Die zweite Initiative ist der TRIPS Waiver, der von der WTO lanciert wurde. Mit diesem würden alle geistigen Eigentumsrechte für Covid-19-Technologien (Tests, Behandlungen, Impfungen) vorübergehend aufgehoben werden. Um nicht von der WTO sanktioniert zu werden, haben Südafrika und Indien schon im Oktober beantragt, dass für die Zeit der Pandemie die geistigen Eigentumsrechte ausgesetzt werden.
Darauf bezieht sich auch die von der USA Anfang Mai eingebrachte Forderung. Für die Schweiz kommt dies allerdings nicht infrage. Zu wichtig ist ihr die Monopolstellung der Pharmakonzerne.
Damit die geistigen Eigentumsrechte vorübergehend aufgehoben werden können, müssten die WTO-Mitglieder zu einem konsensualen Entschluss kommen. Der Schweiz als Pharmastandort kommt dabei grosse Verantwortung zu. Doch die Reaktionen auf den US-Entscheid zeigen einmal mehr, dass von der Schweiz in dieser Hinsicht nicht viel zu erwarten ist.
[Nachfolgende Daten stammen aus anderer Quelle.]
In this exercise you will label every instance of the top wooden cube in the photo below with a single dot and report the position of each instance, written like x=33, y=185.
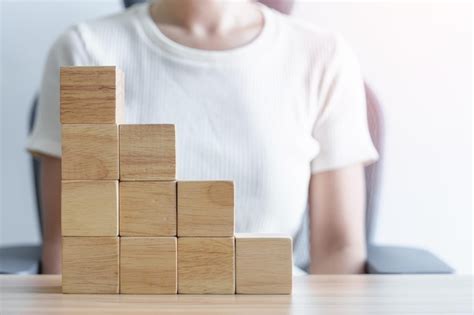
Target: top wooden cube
x=92, y=95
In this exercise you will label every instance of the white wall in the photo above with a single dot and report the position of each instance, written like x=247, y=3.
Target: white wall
x=417, y=57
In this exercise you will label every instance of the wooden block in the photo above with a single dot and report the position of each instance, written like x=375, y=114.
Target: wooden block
x=90, y=152
x=92, y=95
x=148, y=265
x=90, y=265
x=89, y=208
x=206, y=265
x=148, y=209
x=206, y=208
x=263, y=264
x=147, y=152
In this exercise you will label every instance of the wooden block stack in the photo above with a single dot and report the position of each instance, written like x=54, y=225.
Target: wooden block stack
x=129, y=227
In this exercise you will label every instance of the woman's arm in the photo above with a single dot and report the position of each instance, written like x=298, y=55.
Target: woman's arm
x=337, y=221
x=51, y=206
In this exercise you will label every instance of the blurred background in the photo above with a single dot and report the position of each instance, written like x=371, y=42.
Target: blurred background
x=417, y=56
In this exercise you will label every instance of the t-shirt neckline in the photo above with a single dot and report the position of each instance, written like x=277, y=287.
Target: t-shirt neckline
x=177, y=50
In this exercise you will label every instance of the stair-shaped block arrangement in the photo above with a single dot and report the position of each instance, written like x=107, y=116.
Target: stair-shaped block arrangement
x=129, y=226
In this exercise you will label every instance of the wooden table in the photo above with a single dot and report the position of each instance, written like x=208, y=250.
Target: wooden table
x=367, y=294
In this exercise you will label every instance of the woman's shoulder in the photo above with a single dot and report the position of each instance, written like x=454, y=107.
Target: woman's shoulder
x=309, y=36
x=102, y=37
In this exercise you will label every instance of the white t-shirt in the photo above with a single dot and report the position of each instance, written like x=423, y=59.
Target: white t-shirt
x=266, y=115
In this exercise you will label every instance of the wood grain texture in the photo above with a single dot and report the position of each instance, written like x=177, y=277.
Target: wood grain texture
x=315, y=294
x=148, y=208
x=92, y=95
x=148, y=265
x=206, y=265
x=147, y=152
x=89, y=208
x=263, y=264
x=206, y=208
x=90, y=152
x=90, y=265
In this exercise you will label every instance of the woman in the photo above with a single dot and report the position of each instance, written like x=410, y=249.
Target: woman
x=257, y=97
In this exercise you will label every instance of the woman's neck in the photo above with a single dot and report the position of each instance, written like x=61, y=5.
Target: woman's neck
x=208, y=24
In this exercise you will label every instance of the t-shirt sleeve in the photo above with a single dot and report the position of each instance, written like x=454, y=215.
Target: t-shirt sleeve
x=45, y=138
x=341, y=127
Auch von den von der EU vorgeschlagenen Zwangslizenzen, die die Firmen verpflichten würden, die Produktion in andere Länder auszuweiten, hält die Schweiz wenig. Stattdessen hält sie die freiwillige Vergabe von Lizenzen für den besseren Weg.
Was gilt es also zu tun?
Erstens: Aufklärungsarbeit leisten. Dazu bedarf es der Recherchen von NGOs wie Public Eye und deren Verbreitung.
Zweitens: Transparenz fordern. Ein erster Schritt dazu wäre, dass im Parlament ein Antrag auf Änderung des Öffentlichkeitsgesetzes gestellt würde. Dazu braucht es die politische Linke.
Drittens: Aufzeigen, dass die Schweiz Handlungsspielraum hätte. Zum Beispiel über die Patentaufhebung oder aber mit den Zwangslizenzen über die WTO. Oder indem sie eigene Impfstoffe Ländern mit wenig Bestand gratis zur Verfügung stellt. Welches der bessere Weg wäre, darüber muss eine Debatte geführt werden. Auch dafür braucht es die politische Linke.
Damit sich diese bewegt, muss – viertens – Druck von der Strasse über Aktionen vor den Standorten der Pharmakonzerne ausgeübt werden. Diese Strategie hat sich das Kollektiv Solidarisch aus der Krise auf die Fahnen geschrieben: „Wir haben uns als Kollektiv zusammengeschlossen, da es die Linke bis jetzt nicht geschafft hat, auf die grossen Missstände eine solidarische Antwort zu finden.“
Eine solidarische Antwort auf die Krise zu geben – die Schweiz hätte es in der Hand.